E a verdade é que nunca foi tão fácil beber bom vinho, vendido a bons preços, a preços mais que justos, como hoje! Depois dos muitos excessos grotescos do passado, onde se prometeram vinhos a preços demenciais, de que alguns ainda não se conseguiram libertar, arribamos agora à idade da racionalidade e sensatez, sobrando os exemplos de vinhos com uma excelente relação qualidade/preço. Vinhos que num passado muito recente seriam propostos quase ao dobro do preço a que hoje os poderemos encontrar nas prateleiras de garrafeiras e supermercados. Para que a felicidade pudesse ser verdadeiramente absoluta bastaria apenas que a restauração mostrasse maior respeito e consideração para com o vinho e com os seus clientes, aceitando de vez que o vinho não pode continuar a ser a galinha dos ovos de ouro que garanta a fatia principal do retorno de operação, devorado por margens irracionais que espantam os clientes do seu consumo.

Os bons exemplos de vinhos propostos a preços sensatos transbordam por todas as regiões nacionais, apesar de uma, em particular, se destacar das demais neste binómio entre o preço e a qualidade, a península de Setúbal. Entre os vinhos da Bacalhôa, Ermelinda Freitas, Cooperativa Agrícola de Pegões e José Maria da Fonseca, há muito por onde escolher. Na Bacalhôa, merecem relevo especial os Serra de Azeitão, nas versões rosada, branca e tinta, enquanto na Casa Ermelinda Freitas a atenção centra-se particularmente nos Terras do Pó e nos múltiplos Ermelinda Freitas varietais. Na Cooperativa Agrícola de Pegões, inspiradora de muitas das melhores relações qualidade/preço do mercado, sobressaem os vinhos Fonte do Nico, com destaque para o original Fonte do Nico Light, bem como pela meia dúzia de vinhos estremes sob o nome genérico de Adega de Pegões. A José Maria da Fonseca é sobejamente conhecida pelos históricos Periquita, agora divididos entre tinto, branco e rosado, bem como pelos BSE e Quinta do Camarate.

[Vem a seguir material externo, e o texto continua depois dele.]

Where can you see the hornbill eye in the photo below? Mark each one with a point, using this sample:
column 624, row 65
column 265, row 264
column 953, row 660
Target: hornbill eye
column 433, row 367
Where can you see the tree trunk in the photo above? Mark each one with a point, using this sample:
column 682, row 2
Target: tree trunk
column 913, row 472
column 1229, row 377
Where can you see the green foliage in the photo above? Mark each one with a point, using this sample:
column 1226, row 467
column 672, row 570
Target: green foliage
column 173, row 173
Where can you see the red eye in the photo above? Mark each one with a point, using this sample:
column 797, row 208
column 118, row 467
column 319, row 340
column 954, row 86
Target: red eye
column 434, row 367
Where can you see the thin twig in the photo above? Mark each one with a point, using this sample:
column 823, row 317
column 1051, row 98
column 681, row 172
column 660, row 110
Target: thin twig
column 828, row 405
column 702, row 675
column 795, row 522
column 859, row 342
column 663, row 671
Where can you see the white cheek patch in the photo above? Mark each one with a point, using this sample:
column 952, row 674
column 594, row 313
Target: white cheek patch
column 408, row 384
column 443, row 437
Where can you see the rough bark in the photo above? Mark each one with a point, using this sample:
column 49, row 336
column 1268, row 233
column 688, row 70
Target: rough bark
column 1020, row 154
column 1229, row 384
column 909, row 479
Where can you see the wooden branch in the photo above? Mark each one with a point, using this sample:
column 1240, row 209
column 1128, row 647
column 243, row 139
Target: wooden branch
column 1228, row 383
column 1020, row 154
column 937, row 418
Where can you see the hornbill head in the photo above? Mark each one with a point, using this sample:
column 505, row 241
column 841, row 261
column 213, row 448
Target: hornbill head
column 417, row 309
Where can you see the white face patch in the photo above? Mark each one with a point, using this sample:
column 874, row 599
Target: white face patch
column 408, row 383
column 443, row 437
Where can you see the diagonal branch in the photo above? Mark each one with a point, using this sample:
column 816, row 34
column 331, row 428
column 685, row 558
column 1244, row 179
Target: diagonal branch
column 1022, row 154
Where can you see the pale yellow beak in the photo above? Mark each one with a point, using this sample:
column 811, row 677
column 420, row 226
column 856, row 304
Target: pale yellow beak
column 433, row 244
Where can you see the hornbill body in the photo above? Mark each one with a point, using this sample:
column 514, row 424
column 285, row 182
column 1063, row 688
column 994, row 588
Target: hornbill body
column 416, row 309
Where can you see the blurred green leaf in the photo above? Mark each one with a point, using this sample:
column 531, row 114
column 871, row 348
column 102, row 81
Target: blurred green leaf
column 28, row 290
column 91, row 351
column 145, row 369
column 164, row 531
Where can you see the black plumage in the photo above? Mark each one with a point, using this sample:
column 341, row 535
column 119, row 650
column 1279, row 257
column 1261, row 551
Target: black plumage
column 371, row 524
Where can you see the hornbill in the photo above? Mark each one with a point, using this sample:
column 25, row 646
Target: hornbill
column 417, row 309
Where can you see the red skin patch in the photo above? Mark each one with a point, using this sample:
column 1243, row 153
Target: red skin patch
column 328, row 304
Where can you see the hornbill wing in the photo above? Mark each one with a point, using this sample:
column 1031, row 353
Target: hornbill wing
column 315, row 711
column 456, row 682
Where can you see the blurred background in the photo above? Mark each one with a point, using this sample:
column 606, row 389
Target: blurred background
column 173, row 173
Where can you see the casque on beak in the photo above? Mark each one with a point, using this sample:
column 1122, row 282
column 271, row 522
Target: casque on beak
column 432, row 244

Mas nem só em Setúbal nascem vinhos ajuizados no preço e na qualidade. O Alentejo é outra das regiões onde a oferta neste segmento é particularmente alargada. A começar pelos urbanos ".com", nas traduções branca e tinta, vinhos educados e risonhos que apelam a um mercado mais cosmopolita. Continuando pelo D. Rafael, o vinho mais acessível da Herdade do Mouchão, uma das referências mais seguras na restauração lusitana. A saga prossegue com os vinhos Lusitano da Ervideira, acompanhados pelas imensas referências de vinhos estremes com o nome da casa. Bem construídos e apelativos, os vinhos da Adega Cooperativa de Borba, sobretudo os "adegaborba.pt" e os Senses, nas diferentes versões estremes, distinguem-se pela positiva. Antes de sair do Alentejo tempo ainda para referir os Loios e Marquês de Borba, de presença obrigatória, de João Portugal Ramos, bem como os Herdade das Albernoas, do Paço do Conde, em Beja.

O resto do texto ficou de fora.